Cultural Heritage is the collection of material and non-material attributes of human society. It includes practices and beliefs, musical styles, social customs, and artistic expressions. These are the things that give a sense of identity to a culture. The use of these aspects is passed on from one generation to the next. People learn from others of different cultures and they often use these aspects to develop their own ways of doing.
In many cases, cultural heritage is represented through artifacts, buildings, and monuments. These objects are considered irreplaceable. However, they are only a part of the overall story of a culture. Culture also includes the experiences, knowledge, and traditions of the people who have lived there. As such, there is a strong need for preservation. Several countries have taken measures to protect their cultural properties. Some have passed laws to protect their indigenous heritage, while others have made efforts to safeguard their cultural heritage through international co-operation.
Although it is a common idea, the definition of cultural heritage can be contentious. There are arguments as to whether it is a universal value, or a cultural group’s specific way of thinking. Despite this, some people argue that it is important to preserve both.
UNESCO has recognized the role of the people in intangible cultural heritage. Their convention stipulates that there should be an interdependence between intangible and tangible cultural heritage. This includes traditional craftsmanship, religious rituals, languages, social customs, arts, dances, and music. A variety of factors influence the preservation of intangible cultural heritage, including UNESCO’s role as a global leader in preserving and promoting the protection of this kind of cultural property.
Some have pointed to the importance of culture in forming a sense of belonging to a community, and have argued that a sense of home is necessary for a group to survive. However, it is unclear how much of a connection can be found between cultural heritage and identity.
Historically, the concept of cultural heritage has been limited to historical monuments and buildings. Today, it extends to all evidence of human expression. With the growing availability of information technologies, it is no longer possible to limit the scope of cultural heritage to tangible objects. Consequently, scholars have come to distinguish between official and unofficial heritage.
When a country is involved in a conflict, it is essential to monitor cultural heritage sites. In addition, if damage has been done to the cultural properties, a country needs to assess the situation. Attempts to deny the diversity of a culture, in order to maintain power relations or prevent a post-conflict reconciliation, can negatively affect the recovery of this heritage.
Various kinds of conflicts are fueled by the unlawful destruction of cultural property.

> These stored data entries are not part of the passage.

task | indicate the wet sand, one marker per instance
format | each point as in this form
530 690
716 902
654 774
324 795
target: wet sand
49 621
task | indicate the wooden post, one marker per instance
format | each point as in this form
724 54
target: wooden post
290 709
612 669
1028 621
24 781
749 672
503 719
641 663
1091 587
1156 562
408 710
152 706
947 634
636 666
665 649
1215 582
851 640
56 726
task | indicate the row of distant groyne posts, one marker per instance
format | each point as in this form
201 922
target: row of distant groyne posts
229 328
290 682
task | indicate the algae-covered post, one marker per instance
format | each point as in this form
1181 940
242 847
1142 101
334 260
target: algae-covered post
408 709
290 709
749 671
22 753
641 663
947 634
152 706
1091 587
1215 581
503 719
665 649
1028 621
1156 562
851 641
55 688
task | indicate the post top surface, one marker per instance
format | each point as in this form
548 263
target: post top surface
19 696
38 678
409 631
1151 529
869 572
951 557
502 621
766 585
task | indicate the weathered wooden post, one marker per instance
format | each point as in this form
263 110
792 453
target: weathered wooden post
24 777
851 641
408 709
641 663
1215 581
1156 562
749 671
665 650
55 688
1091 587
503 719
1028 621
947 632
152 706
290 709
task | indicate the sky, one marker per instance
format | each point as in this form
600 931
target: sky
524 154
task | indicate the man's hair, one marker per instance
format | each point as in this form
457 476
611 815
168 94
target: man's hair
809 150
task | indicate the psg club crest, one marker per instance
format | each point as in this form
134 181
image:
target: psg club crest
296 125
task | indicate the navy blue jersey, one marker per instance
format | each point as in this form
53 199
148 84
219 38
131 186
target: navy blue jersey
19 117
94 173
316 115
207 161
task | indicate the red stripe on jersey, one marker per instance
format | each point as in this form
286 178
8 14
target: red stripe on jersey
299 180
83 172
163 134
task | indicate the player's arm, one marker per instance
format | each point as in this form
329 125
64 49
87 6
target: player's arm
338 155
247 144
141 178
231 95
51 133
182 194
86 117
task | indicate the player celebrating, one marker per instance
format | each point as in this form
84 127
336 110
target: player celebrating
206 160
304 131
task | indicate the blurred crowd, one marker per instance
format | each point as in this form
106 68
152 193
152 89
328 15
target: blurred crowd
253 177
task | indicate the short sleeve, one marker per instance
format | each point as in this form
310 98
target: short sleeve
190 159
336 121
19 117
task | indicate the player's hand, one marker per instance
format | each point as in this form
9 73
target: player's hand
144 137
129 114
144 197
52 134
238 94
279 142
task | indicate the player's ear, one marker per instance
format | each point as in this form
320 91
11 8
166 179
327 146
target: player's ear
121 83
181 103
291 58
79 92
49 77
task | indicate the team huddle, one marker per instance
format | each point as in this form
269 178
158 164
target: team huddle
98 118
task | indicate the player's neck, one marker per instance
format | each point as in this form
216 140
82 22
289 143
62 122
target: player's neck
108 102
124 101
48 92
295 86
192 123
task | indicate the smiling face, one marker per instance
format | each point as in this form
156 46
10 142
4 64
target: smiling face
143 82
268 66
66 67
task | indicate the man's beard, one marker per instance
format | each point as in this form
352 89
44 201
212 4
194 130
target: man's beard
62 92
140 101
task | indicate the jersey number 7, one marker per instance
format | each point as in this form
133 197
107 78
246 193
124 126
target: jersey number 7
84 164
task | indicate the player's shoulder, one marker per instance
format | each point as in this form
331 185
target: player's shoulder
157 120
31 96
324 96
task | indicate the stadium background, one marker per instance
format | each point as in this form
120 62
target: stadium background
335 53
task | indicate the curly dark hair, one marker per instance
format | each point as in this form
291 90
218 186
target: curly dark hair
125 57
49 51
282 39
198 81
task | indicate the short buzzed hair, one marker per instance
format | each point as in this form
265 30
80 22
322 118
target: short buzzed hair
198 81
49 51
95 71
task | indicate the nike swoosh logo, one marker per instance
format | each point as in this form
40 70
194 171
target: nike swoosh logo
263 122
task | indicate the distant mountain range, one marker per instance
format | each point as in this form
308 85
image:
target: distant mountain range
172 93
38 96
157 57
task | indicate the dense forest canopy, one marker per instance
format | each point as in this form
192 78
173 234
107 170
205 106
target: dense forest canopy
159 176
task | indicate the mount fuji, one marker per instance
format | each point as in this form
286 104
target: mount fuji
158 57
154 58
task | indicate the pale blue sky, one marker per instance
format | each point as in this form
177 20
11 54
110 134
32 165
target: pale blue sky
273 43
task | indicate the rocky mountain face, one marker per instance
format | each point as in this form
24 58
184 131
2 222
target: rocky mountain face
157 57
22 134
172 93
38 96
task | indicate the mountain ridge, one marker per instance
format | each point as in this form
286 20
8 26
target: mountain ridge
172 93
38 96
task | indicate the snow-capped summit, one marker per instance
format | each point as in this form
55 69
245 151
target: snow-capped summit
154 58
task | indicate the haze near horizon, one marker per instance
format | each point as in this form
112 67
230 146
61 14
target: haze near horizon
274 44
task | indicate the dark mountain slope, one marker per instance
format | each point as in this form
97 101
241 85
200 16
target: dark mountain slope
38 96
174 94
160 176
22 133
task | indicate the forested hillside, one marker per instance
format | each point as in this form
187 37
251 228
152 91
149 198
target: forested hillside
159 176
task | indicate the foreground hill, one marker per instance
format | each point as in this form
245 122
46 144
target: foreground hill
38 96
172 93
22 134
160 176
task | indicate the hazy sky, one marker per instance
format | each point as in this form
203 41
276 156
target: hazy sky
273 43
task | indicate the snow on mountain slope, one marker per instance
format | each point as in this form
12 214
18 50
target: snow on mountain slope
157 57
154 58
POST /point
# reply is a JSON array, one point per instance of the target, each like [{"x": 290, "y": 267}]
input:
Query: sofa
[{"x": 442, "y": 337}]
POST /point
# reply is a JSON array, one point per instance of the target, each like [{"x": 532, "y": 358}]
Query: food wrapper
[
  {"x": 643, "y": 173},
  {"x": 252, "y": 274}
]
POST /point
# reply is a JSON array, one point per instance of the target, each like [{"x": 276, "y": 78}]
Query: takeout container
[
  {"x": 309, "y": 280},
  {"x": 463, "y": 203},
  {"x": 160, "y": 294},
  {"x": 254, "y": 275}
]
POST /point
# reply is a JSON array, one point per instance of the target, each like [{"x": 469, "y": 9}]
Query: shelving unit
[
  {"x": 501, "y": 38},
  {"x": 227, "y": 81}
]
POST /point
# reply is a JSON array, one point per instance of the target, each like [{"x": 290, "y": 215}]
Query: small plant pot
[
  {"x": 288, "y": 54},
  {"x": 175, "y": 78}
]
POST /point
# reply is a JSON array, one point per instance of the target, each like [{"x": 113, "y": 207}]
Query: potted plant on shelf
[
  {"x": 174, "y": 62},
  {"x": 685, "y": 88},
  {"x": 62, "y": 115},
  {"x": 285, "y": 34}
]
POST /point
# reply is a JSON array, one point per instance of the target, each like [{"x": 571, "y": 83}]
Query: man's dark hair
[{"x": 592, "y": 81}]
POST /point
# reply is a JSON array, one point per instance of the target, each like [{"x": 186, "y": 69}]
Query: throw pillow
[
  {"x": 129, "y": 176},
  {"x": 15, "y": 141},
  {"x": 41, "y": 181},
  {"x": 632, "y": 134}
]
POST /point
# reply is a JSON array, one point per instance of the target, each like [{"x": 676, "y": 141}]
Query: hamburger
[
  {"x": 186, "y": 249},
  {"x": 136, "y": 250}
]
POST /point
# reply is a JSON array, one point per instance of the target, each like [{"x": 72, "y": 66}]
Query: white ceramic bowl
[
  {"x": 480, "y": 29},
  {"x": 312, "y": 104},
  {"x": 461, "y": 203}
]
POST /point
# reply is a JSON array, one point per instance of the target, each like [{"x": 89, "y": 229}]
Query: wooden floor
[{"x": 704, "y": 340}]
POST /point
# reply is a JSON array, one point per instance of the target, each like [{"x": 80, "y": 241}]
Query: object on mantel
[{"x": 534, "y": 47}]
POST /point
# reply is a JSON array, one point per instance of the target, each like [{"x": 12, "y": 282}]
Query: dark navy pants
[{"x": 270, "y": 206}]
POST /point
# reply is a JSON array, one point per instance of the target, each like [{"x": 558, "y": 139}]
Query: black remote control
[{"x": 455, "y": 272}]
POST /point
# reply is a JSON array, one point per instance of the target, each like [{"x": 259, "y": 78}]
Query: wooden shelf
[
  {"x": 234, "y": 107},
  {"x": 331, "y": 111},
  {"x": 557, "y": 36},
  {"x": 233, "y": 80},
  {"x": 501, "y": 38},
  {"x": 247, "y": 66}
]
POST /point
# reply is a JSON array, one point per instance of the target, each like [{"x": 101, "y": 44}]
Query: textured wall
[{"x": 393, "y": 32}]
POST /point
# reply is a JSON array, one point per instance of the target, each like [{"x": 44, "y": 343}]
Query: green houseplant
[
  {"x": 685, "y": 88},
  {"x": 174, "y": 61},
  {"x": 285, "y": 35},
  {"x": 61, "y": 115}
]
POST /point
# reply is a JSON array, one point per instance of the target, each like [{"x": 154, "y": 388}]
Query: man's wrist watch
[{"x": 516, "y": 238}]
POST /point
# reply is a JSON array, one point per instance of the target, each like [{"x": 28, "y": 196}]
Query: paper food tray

Some are economic, while others are environmental. For example, the trade in illegally traded cultural items has become linked to money laundering and terrorism. Other threats include smuggling and conflict.
As the world continues to evolve, it is clear that there is a need for an updated understanding of cultural heritage. This need has led to new sources of funding, such as casinos in the United States, and new museums that actively promote Indigenous perspectives.